Филомена зарделась, когда ее венчали на царство, однако ж, вспомнив давешние слова Пампинеи, взяла себя в руки и, дабы не ударить лицом в грязь, прежде всего утвердила в должностях всех, кого назначила Пампинея, отдала распоряжения, что приготовить на этом самом месте к завтрашним трапезам, а затем повела такую речь:

— Милейшие подруги! Хотя Пампинея и назначила меня вашею королевою, — впрочем, не столько за мои достоинства, сколько из вежливости, — однако ж в предначертании распорядка нашей жизни я намерена руководствоваться не только моим, а и нашим общим разумением. И вот, дабы довести до вашего сведения, что мне представляется необходимым претворить в жизнь, и дабы вы имели возможность по своему благоусмотрению что-то добавить или же, напротив того, отбавить, я хочу в двух словах изложить вам свой замысел. Если я не ошибаюсь, все, что Пампинее удалось сегодня осуществить, было и занятно и приятно, — вот почему до тех пор, пока ее приказания, от частого ли повторения или же по какой-либо иной причине, нам не наскучат, я не намерена их отменять. Итак, во исполнение ранее нами замысленного, давайте встанем, немного порезвимся, а когда солнце зайдет, поужинаем в холодочке, после ужина попоем, повеселимся — и на покой! Завтра встанем, пока еще прохладно, пойдем опять позабавимся, кто чем желает, и, по примеру нынешнего дня, к обеду вернемся, затем потанцуем, потом отдохнем. Восстав же от сна, мы, как это имело место сегодня, опять соберемся здесь и начнем рассказывать, а ведь, по моему крайнему разумению, ничто не может доставить столько удовольствия и одновременно принести столько пользы, как именно рассказы. Я лишь собираюсь предложить некое новшество, на которое Пампинея не могла пойти, так как была слишком поздно возведена на престол: я хочу ограничить рассказчиков одним предметом и объявить вам его заранее, чтобы у каждого было время придумать на заданную тему забавный рассказ.
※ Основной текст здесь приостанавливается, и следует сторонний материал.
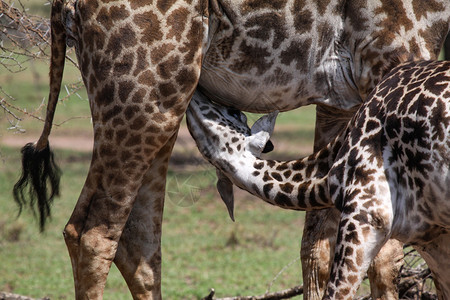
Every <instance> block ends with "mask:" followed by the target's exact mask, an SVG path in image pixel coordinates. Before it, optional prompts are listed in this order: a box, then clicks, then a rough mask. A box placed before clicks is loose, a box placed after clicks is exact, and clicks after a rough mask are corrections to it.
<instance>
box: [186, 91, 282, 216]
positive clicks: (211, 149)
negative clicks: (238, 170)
mask: <svg viewBox="0 0 450 300" xmlns="http://www.w3.org/2000/svg"><path fill="white" fill-rule="evenodd" d="M277 115H278V112H273V113H270V114H268V115H264V116H262V117H261V118H260V119H258V120H257V121H256V122H255V123H254V124H253V126H252V128H251V129H250V128H249V127H248V125H247V117H246V116H245V115H244V114H243V113H242V112H240V111H239V110H237V109H234V108H230V107H224V106H220V105H217V104H215V103H212V102H211V101H210V100H209V99H208V98H207V97H206V96H205V95H203V94H202V93H200V92H199V91H196V92H195V94H194V96H193V98H192V100H191V103H190V104H189V107H188V109H187V112H186V120H187V125H188V128H189V131H190V133H191V135H192V137H193V138H194V139H195V141H196V144H197V147H198V149H199V150H200V153H201V154H202V155H203V156H204V157H205V158H206V159H207V160H208V161H209V162H210V163H211V164H213V165H214V166H215V167H216V172H217V178H218V180H217V190H218V191H219V194H220V196H221V198H222V200H223V201H224V202H225V205H226V206H227V209H228V213H229V214H230V217H231V219H232V220H233V221H234V195H233V184H232V182H231V181H230V179H229V178H228V177H227V176H226V175H225V174H226V173H235V172H236V169H235V168H234V167H233V166H232V165H231V164H230V163H229V162H230V161H234V160H239V161H241V160H245V159H246V158H248V157H250V156H254V157H259V156H260V155H261V153H266V152H270V151H272V150H273V144H272V142H270V140H269V139H270V136H271V134H272V132H273V129H274V126H275V121H276V117H277Z"/></svg>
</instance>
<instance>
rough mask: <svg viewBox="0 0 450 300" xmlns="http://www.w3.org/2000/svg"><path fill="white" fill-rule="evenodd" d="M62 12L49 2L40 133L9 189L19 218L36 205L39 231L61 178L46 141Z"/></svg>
mask: <svg viewBox="0 0 450 300" xmlns="http://www.w3.org/2000/svg"><path fill="white" fill-rule="evenodd" d="M62 12H63V0H55V1H53V4H52V13H51V37H52V43H51V64H50V93H49V97H48V104H47V113H46V117H45V123H44V129H43V131H42V134H41V136H40V138H39V140H38V141H37V142H36V143H34V144H33V143H28V144H26V145H25V146H24V147H23V148H22V175H21V177H20V179H19V181H18V182H17V183H16V184H15V185H14V188H13V196H14V200H15V201H16V203H17V204H18V206H19V215H20V213H21V212H22V208H23V206H30V208H31V209H32V211H33V213H34V214H35V206H36V205H37V208H38V210H39V226H40V230H41V231H43V230H44V228H45V222H46V220H47V218H48V217H50V216H51V211H50V206H51V203H52V202H53V198H54V197H55V196H58V195H59V183H60V177H61V170H60V169H59V167H58V166H57V165H56V163H55V160H54V156H53V153H52V151H51V150H50V146H49V142H48V137H49V135H50V131H51V128H52V124H53V117H54V114H55V110H56V104H57V103H58V97H59V92H60V90H61V81H62V75H63V71H64V62H65V54H66V31H65V27H64V24H63V23H62ZM26 194H28V195H26ZM35 215H36V214H35Z"/></svg>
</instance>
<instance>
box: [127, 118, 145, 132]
mask: <svg viewBox="0 0 450 300" xmlns="http://www.w3.org/2000/svg"><path fill="white" fill-rule="evenodd" d="M146 123H147V118H146V117H144V116H138V117H137V118H136V119H135V120H134V121H133V123H131V125H130V129H132V130H139V129H141V128H143V127H144V126H145V124H146Z"/></svg>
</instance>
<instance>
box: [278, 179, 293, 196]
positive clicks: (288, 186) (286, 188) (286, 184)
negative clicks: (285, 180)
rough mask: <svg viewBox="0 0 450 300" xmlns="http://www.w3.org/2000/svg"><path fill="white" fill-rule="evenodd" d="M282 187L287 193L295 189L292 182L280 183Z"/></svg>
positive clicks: (283, 189)
mask: <svg viewBox="0 0 450 300" xmlns="http://www.w3.org/2000/svg"><path fill="white" fill-rule="evenodd" d="M280 188H281V190H282V191H283V192H285V193H286V194H290V193H292V191H293V190H294V186H293V185H292V184H290V183H289V182H288V183H285V184H281V185H280Z"/></svg>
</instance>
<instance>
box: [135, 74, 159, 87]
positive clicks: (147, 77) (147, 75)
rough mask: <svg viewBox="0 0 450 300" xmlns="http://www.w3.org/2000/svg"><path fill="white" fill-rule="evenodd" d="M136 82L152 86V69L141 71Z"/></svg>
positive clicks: (148, 85)
mask: <svg viewBox="0 0 450 300" xmlns="http://www.w3.org/2000/svg"><path fill="white" fill-rule="evenodd" d="M138 82H139V83H140V84H143V85H146V86H150V87H151V86H154V85H155V84H156V79H155V76H154V75H153V72H152V71H145V72H144V73H142V74H141V75H140V76H139V78H138Z"/></svg>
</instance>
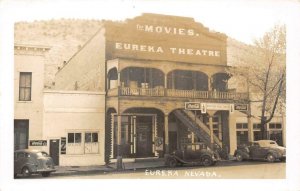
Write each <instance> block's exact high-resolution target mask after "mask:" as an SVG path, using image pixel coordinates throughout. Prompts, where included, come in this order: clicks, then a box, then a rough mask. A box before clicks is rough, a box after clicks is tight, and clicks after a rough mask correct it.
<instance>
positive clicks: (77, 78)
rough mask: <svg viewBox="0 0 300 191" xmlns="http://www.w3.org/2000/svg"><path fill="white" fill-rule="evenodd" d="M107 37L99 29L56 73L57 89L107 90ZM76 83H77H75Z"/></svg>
mask: <svg viewBox="0 0 300 191" xmlns="http://www.w3.org/2000/svg"><path fill="white" fill-rule="evenodd" d="M104 76H105V38H104V29H103V28H101V29H99V31H98V32H97V33H96V34H95V35H94V36H93V37H92V38H91V39H90V40H89V41H87V43H86V44H85V45H84V46H83V47H82V48H81V49H80V50H79V51H78V52H77V53H76V54H75V55H74V56H73V57H72V58H70V60H69V61H68V62H67V63H66V64H65V65H64V66H63V67H62V68H61V69H60V70H59V71H58V72H57V73H56V76H55V89H56V90H76V89H77V90H83V91H104V90H105V77H104ZM75 84H76V85H75Z"/></svg>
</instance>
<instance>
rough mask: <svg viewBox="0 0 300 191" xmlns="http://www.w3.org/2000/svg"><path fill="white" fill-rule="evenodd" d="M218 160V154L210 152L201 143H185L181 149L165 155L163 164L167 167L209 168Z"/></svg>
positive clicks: (215, 163) (202, 143)
mask: <svg viewBox="0 0 300 191" xmlns="http://www.w3.org/2000/svg"><path fill="white" fill-rule="evenodd" d="M219 160H220V157H219V155H218V153H216V152H214V151H211V150H210V149H209V148H207V146H206V145H205V144H203V143H187V144H184V145H183V146H182V149H179V150H176V151H174V152H173V153H172V154H166V155H165V164H166V165H167V166H169V167H175V166H177V165H183V164H190V165H203V166H211V165H215V164H216V162H217V161H219Z"/></svg>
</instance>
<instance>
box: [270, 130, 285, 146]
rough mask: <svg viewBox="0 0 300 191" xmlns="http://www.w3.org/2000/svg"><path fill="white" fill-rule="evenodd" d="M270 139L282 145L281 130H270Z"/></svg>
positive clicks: (281, 145) (281, 134)
mask: <svg viewBox="0 0 300 191" xmlns="http://www.w3.org/2000/svg"><path fill="white" fill-rule="evenodd" d="M270 140H273V141H276V142H277V144H278V145H280V146H283V141H282V131H278V130H277V131H270Z"/></svg>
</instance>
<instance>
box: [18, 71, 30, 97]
mask: <svg viewBox="0 0 300 191" xmlns="http://www.w3.org/2000/svg"><path fill="white" fill-rule="evenodd" d="M31 76H32V73H31V72H21V73H20V81H19V101H30V100H31Z"/></svg>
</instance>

Словом, если вы со мной согласитесь, то тема у нас будет такова: от начала мира люди подвержены превратностям судьбы и будут им подвержены до конца света, а когда так, то пусть каждый что-нибудь расскажет на тему О том, как для людей, подвергавшихся многоразличным испытаниям, в конце концов, сверх всякого ожидания, все хорошо кончалось.

42

…некто магистр Альберта. — Вполне вероятно, что в данном случае имеется в виду Альберто дей Дзанкари, известный медик, преподававший в Болонском университете в первой половине XIV века. У него действительно была жена по имени Маргерита (тогдашняя распространенная в Болонье форма этого имени — Мальгерида).

43

…Мальгериду де Гизольери…Гизольери — известная по хроникам болонская семья.